Bruxelles, 14/03/2011 (Agence Europe) - L'ampleur des catastrophes successives au Japon dévasté par un tremblement de terre et un tsunami, et potentiellement confronté à un accident nucléaire majeur, a mobilisé l'attention du Conseil Environnement dès l'ouverture de ses travaux, lundi 14 mars à Bruxelles.
Le président du Conseil, Sandor Fazekas, comme le commissaire à l'Environnement, Janez Potoènik, ont exprimé leurs condoléances aux autorités et aux familles des victimes nippones, et la solidarité de l'Union européenne. Ils ont également tous deux formulé le souhait que « les enseignements » soient tirés de cette tragédie, notamment au plan de la sûreté nucléaire. Solidarité et vigilance ont été les maîtres mots de tous les ministres lors de leurs brèves interventions.
Le sujet n'a pas été débattu, mais Janez Potocnik a informé les 27 des actions entreprises par la Commission pour coordonner les offres des États membres en ressources nationales de protection civile pour aider les autorités nippones, si besoin en est (voir autre nouvelle).
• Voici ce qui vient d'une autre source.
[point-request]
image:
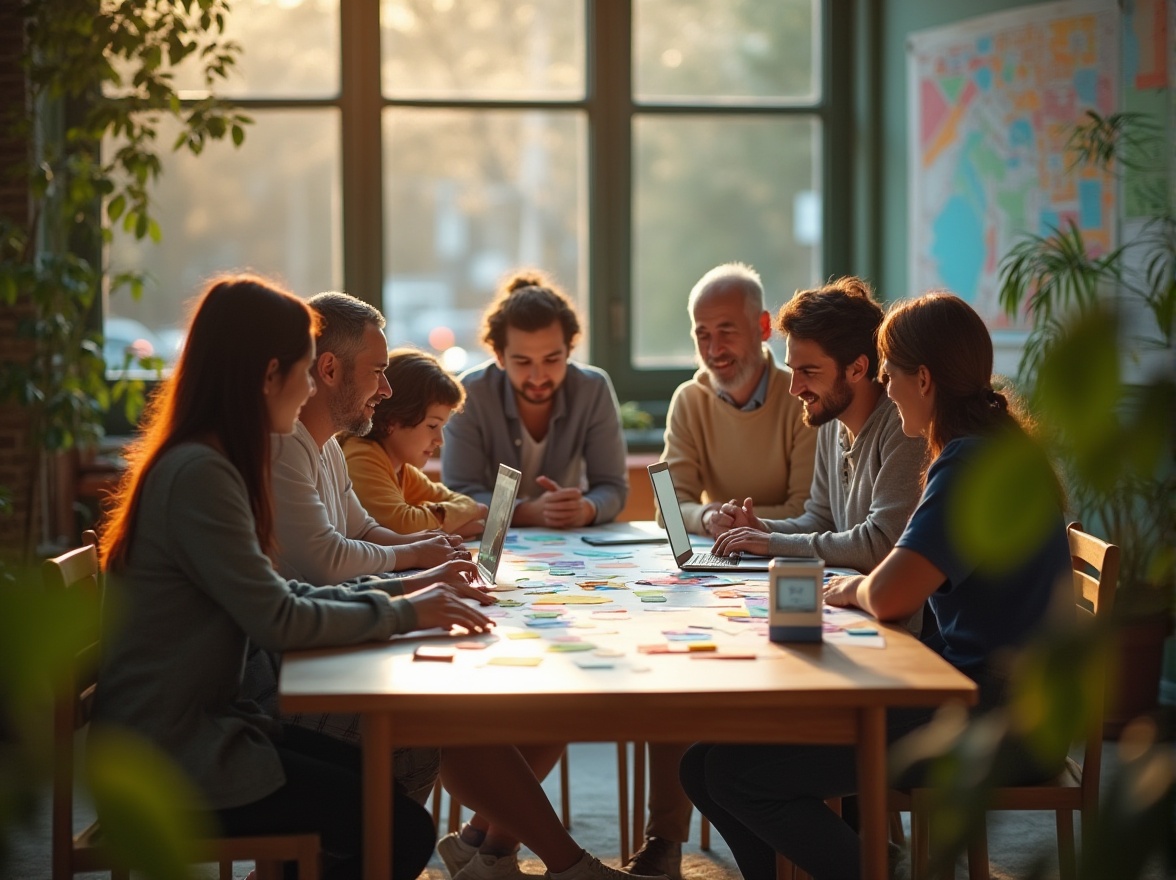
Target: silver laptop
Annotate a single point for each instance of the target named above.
(687, 559)
(498, 521)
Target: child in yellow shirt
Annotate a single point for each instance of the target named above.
(385, 465)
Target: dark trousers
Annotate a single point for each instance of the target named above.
(768, 799)
(323, 793)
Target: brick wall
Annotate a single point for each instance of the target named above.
(15, 461)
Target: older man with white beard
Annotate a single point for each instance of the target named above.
(732, 432)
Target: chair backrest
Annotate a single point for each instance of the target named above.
(74, 571)
(1095, 565)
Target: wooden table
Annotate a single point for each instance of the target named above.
(803, 694)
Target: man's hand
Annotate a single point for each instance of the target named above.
(742, 540)
(558, 507)
(714, 520)
(431, 551)
(742, 515)
(441, 605)
(842, 591)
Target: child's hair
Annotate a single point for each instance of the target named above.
(418, 381)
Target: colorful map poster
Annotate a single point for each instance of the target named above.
(993, 102)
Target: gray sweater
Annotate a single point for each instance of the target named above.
(176, 619)
(854, 524)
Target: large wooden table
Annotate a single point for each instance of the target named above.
(804, 694)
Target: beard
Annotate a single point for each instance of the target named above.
(532, 394)
(743, 372)
(347, 408)
(833, 404)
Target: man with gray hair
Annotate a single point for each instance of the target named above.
(732, 432)
(323, 533)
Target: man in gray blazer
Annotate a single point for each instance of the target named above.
(556, 421)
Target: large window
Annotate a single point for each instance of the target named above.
(412, 152)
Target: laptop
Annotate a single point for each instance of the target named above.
(498, 521)
(687, 559)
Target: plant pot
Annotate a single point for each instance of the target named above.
(1134, 685)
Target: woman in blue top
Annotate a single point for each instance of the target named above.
(936, 358)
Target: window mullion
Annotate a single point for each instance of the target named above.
(362, 188)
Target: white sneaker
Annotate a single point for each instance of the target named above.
(455, 852)
(589, 867)
(494, 867)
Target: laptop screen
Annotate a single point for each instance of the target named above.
(498, 521)
(672, 514)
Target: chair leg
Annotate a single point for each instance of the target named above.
(454, 814)
(920, 832)
(622, 791)
(1067, 862)
(896, 833)
(436, 804)
(639, 794)
(977, 852)
(784, 868)
(565, 792)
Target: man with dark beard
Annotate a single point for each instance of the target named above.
(532, 408)
(733, 431)
(866, 481)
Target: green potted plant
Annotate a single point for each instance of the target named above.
(1114, 438)
(99, 82)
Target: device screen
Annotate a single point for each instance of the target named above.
(794, 594)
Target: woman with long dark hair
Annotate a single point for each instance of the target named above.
(191, 582)
(937, 364)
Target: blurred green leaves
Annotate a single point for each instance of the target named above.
(147, 805)
(94, 71)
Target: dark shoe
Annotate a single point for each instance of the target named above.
(656, 855)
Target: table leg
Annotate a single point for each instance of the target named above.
(376, 730)
(872, 792)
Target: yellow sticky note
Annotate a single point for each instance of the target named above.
(573, 599)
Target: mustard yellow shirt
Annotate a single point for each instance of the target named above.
(408, 501)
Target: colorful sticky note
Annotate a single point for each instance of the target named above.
(514, 661)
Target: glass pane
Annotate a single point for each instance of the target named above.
(490, 50)
(469, 197)
(271, 206)
(291, 51)
(702, 51)
(708, 192)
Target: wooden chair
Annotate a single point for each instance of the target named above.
(75, 853)
(1076, 788)
(639, 804)
(454, 821)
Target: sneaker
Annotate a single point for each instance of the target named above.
(493, 867)
(455, 852)
(589, 867)
(656, 855)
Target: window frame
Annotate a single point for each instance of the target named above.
(610, 111)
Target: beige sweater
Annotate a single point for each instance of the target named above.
(716, 452)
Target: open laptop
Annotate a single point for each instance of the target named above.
(498, 521)
(687, 559)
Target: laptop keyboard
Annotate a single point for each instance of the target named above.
(713, 560)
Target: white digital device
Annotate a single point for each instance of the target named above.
(795, 598)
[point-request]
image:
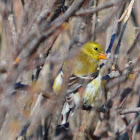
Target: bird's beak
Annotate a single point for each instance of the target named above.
(102, 56)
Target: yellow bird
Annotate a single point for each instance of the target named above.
(85, 65)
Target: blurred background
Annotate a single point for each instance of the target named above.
(37, 36)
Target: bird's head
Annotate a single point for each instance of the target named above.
(93, 50)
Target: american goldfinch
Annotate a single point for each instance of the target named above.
(85, 65)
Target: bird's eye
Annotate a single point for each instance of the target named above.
(95, 49)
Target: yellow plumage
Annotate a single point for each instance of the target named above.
(84, 64)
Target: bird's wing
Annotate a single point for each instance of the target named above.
(76, 81)
(73, 98)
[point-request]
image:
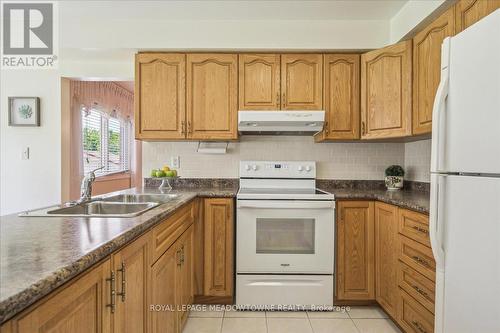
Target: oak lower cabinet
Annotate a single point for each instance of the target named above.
(427, 68)
(131, 266)
(83, 306)
(218, 247)
(386, 257)
(386, 92)
(416, 273)
(212, 96)
(160, 89)
(341, 97)
(355, 264)
(468, 12)
(171, 288)
(259, 81)
(301, 81)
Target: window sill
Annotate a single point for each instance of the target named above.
(113, 176)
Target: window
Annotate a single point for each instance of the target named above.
(106, 143)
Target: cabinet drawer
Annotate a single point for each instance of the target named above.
(415, 226)
(165, 234)
(418, 257)
(413, 317)
(417, 286)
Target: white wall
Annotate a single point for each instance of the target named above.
(335, 160)
(417, 160)
(26, 184)
(412, 13)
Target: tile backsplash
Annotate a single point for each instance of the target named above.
(418, 160)
(356, 160)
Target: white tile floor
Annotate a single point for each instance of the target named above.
(359, 319)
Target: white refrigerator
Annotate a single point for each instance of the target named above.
(465, 181)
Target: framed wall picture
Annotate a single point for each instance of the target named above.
(24, 111)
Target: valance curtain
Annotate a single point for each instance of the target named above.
(109, 98)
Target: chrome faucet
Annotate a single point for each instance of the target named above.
(86, 188)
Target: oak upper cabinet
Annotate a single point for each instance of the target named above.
(355, 250)
(160, 96)
(81, 307)
(341, 97)
(219, 247)
(386, 257)
(212, 96)
(301, 81)
(427, 68)
(386, 93)
(132, 266)
(259, 82)
(469, 12)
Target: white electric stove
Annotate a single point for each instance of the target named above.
(285, 236)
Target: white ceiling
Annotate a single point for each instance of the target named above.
(243, 9)
(128, 85)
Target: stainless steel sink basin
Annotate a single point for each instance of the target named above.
(96, 209)
(134, 198)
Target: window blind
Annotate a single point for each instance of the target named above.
(106, 142)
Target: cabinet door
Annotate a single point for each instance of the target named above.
(386, 92)
(81, 307)
(212, 96)
(386, 257)
(341, 97)
(219, 236)
(259, 77)
(301, 81)
(427, 68)
(355, 250)
(164, 280)
(184, 290)
(160, 89)
(469, 12)
(132, 266)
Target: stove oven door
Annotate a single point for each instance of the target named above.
(285, 236)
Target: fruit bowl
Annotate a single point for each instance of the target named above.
(165, 182)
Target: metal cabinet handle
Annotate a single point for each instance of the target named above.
(420, 291)
(111, 280)
(122, 293)
(418, 326)
(178, 256)
(182, 255)
(422, 230)
(421, 261)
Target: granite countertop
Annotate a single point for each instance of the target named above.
(39, 254)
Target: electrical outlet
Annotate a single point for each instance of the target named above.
(25, 155)
(175, 162)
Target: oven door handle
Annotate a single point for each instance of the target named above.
(285, 204)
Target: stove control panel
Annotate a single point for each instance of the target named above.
(278, 169)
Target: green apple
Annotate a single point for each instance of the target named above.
(160, 174)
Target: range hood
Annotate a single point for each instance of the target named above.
(281, 122)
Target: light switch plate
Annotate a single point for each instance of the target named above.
(175, 162)
(25, 155)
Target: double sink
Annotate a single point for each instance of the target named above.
(122, 205)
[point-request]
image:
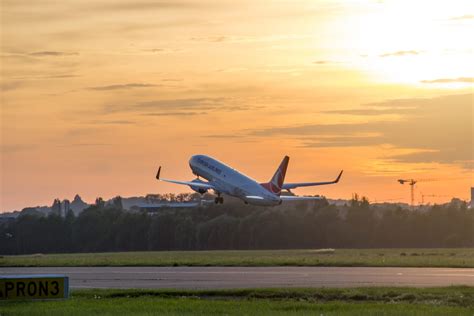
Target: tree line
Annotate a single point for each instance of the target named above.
(102, 228)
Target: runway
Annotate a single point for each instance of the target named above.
(252, 277)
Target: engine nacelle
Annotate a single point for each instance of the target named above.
(198, 189)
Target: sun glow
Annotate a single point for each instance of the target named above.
(412, 42)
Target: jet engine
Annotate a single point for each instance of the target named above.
(198, 189)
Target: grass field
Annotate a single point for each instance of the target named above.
(366, 301)
(463, 257)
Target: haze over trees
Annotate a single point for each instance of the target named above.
(102, 228)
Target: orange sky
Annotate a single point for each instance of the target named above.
(96, 94)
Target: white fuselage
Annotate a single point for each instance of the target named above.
(231, 182)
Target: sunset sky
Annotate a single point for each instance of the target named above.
(96, 94)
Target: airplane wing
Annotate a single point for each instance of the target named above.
(299, 198)
(190, 183)
(288, 186)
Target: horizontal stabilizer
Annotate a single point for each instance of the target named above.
(254, 197)
(288, 186)
(299, 198)
(201, 185)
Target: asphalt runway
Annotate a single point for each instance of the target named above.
(251, 277)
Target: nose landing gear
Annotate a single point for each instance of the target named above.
(219, 199)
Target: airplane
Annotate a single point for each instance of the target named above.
(223, 179)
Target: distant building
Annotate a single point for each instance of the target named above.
(472, 197)
(56, 207)
(153, 208)
(66, 207)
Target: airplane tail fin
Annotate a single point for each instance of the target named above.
(278, 178)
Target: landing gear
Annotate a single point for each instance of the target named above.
(219, 199)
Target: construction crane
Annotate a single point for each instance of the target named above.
(430, 195)
(411, 183)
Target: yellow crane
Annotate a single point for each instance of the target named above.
(411, 183)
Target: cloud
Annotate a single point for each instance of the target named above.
(450, 80)
(123, 86)
(10, 86)
(164, 107)
(175, 114)
(462, 17)
(440, 129)
(400, 53)
(144, 5)
(52, 53)
(372, 112)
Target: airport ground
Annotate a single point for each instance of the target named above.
(389, 289)
(413, 257)
(358, 301)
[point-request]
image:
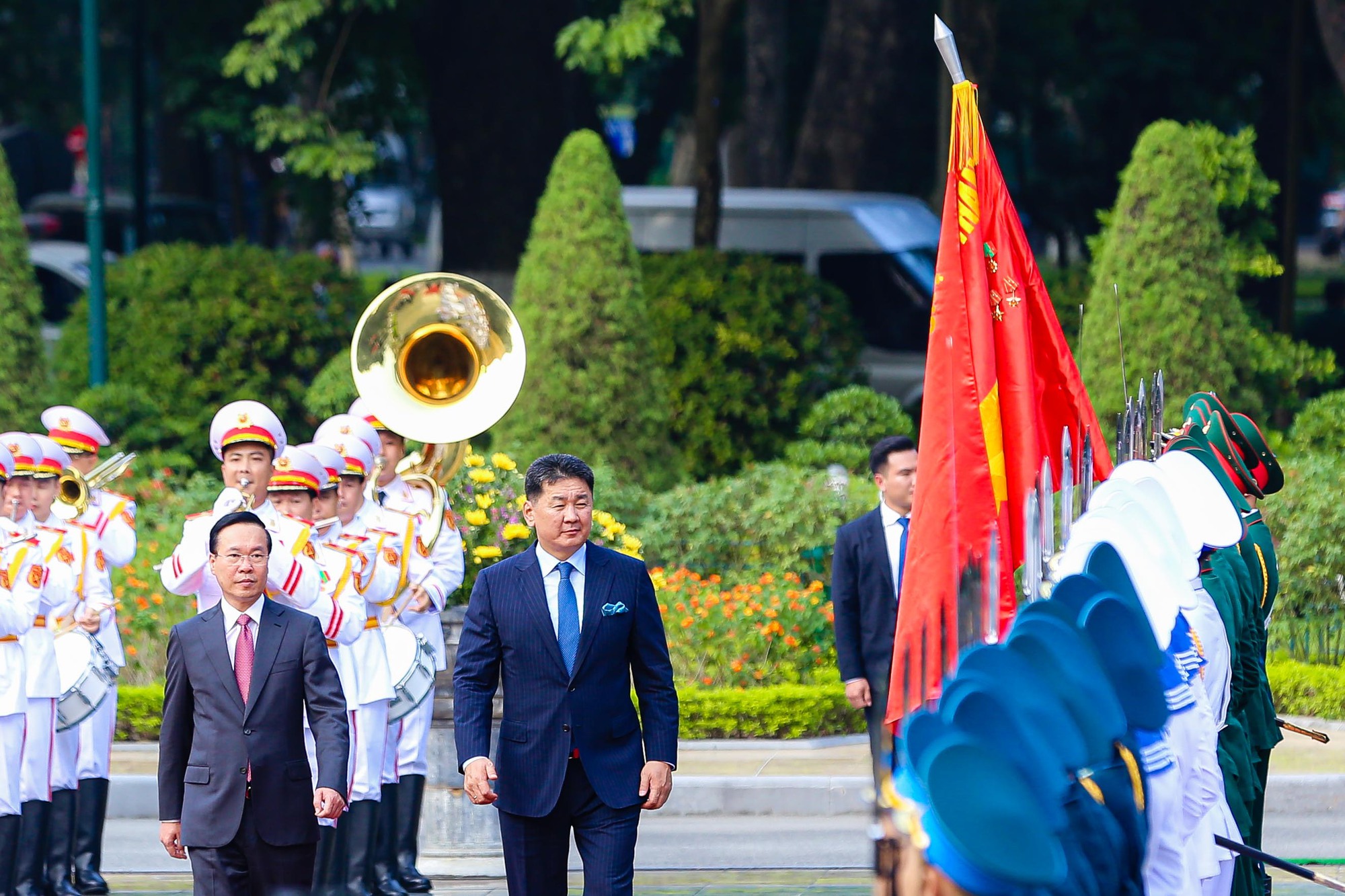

Le vrai débat aura lieu entre les autorités nationales de sûreté nucléaire et les opérateurs des centrales nucléaires, mardi 15 mars, lors de la réunion qu'a convoquée le commissaire Oettinger pour passer en revue les plans de confinement et les mesures de sécurité en place en Europe. Janez Potoènik l'a annoncé au Conseil.
« L'Union européenne exprime ses condoléances au peuple et au gouvernement du Japon et aux familles des victimes en ces temps difficiles. Nous exprimons aussi notre solidarité et sommes prêts à aider par tous les moyens possibles. La Commission est en contact étroit avec l'Agence internationale de l'énergie atomique et suit la situation au Japon de très près. Les autorités japonaises ne nous ont pas demandé de les aider à faire face à l'urgence mais nous sommes prêts à répondre si elles nous le demandent. L'Europe a plusieurs centrales nucléaires dont la conception de base est proche de celles du Japon. Les normes de sûreté de l'AIEA fournissent des exigences de protection élevées pour la construction et l'exploitation de ces centrales. Tandis que les États membres demeurent responsables du fonctionnement en toute sécurité des centrale, la directive de l'UE sur la sûreté nucléaire a établi un cadre légal pour les mesures nationales. L'UE est responsable de la protection contre la radiation et des mesures de sauvegarde. Heureusement, nous n'avons pas les mêmes niveaux d'activité sismique que le Japon », a déclaré le commissaire Potocnik.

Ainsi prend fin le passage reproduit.